Closed fpbarthel closed 6 years ago
Comparison of TCGA SNP6 vs GATK WGS-based calls looks very good visually. There are n=44 samples with both callsets available. The GATK WGS-based calls look like they are of higher resolution and the number of breakpoints and segments per sample for the WGS-based calls is much higher. In fact, the number of segments in the WGS-based calls is roughly 10x more than in SNP6 calls (~60k vs ~6k segments).
In this IGV screenshot you can visually compare the resolution of SNP6 based calls (top n=44) versus WGS-based calls (bottom n=44). Samples are sorted by ID within each call set, so the top row of SNP6 calls is the same sample as the top row of GATK calls. Click on the screenshot to zoom.
Here I sorted samples by ID so every two rows is a unique sample. The top row of every pair is WGS-based and the bottom row is SNP6-based.
The copy number value density is somewhat different, with the WGS-based data having a much larger left sided tail.

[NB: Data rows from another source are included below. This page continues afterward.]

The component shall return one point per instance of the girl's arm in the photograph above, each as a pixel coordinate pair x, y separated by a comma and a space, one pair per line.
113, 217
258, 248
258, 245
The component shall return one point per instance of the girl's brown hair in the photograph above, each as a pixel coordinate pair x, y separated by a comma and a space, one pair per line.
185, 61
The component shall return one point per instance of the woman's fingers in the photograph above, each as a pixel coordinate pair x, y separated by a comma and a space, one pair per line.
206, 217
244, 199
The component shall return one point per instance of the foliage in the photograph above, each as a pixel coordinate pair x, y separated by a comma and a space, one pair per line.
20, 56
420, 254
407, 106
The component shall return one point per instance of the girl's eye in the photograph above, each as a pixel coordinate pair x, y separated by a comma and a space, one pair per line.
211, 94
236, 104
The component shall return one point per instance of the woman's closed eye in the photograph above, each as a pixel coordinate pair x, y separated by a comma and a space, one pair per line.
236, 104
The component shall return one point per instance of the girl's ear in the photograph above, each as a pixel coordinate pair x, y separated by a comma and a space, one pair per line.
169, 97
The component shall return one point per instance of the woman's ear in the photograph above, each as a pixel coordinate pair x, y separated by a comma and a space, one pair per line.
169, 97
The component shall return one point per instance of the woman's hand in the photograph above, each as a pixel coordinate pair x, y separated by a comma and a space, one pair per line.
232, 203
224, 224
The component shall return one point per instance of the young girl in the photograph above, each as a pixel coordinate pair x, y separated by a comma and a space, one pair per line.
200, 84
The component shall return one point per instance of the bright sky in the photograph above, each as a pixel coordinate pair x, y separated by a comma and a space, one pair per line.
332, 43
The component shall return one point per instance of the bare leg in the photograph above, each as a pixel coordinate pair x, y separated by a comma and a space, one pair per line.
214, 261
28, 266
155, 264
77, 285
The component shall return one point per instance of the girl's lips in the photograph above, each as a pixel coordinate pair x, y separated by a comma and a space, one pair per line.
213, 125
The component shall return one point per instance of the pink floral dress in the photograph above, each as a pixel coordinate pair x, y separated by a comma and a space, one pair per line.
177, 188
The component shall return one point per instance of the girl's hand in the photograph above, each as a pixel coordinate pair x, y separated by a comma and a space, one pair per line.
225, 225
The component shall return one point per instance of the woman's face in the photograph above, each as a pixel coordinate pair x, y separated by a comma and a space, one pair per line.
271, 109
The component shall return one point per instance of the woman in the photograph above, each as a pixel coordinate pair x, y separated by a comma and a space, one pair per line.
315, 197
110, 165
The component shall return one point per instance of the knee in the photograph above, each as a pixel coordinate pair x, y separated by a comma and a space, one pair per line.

Nevertheless, both distributions look nicely centered around zero.
@Kcjohnson @sbamin it seems like GATK calls work very well for TCGA whole genome. Would you agree?
Amongst the lowpass CN calls available on firehose, there is only one sample that overlaps: TCGA-DU-5872-TP
. Eyeballing the copy number profile, it looks very similar compared to GATK and SNP6 calls.
Based on these findings I conclude that GATK CNV calls are accurate and of high resolution, seemingly more precise than SNP6 and low-pass calls.
It is still not clear how GATK CNV calls are impacted by selecting different PONs.
CNV results (GATK pipeline) are incoming and need to be QC'ed.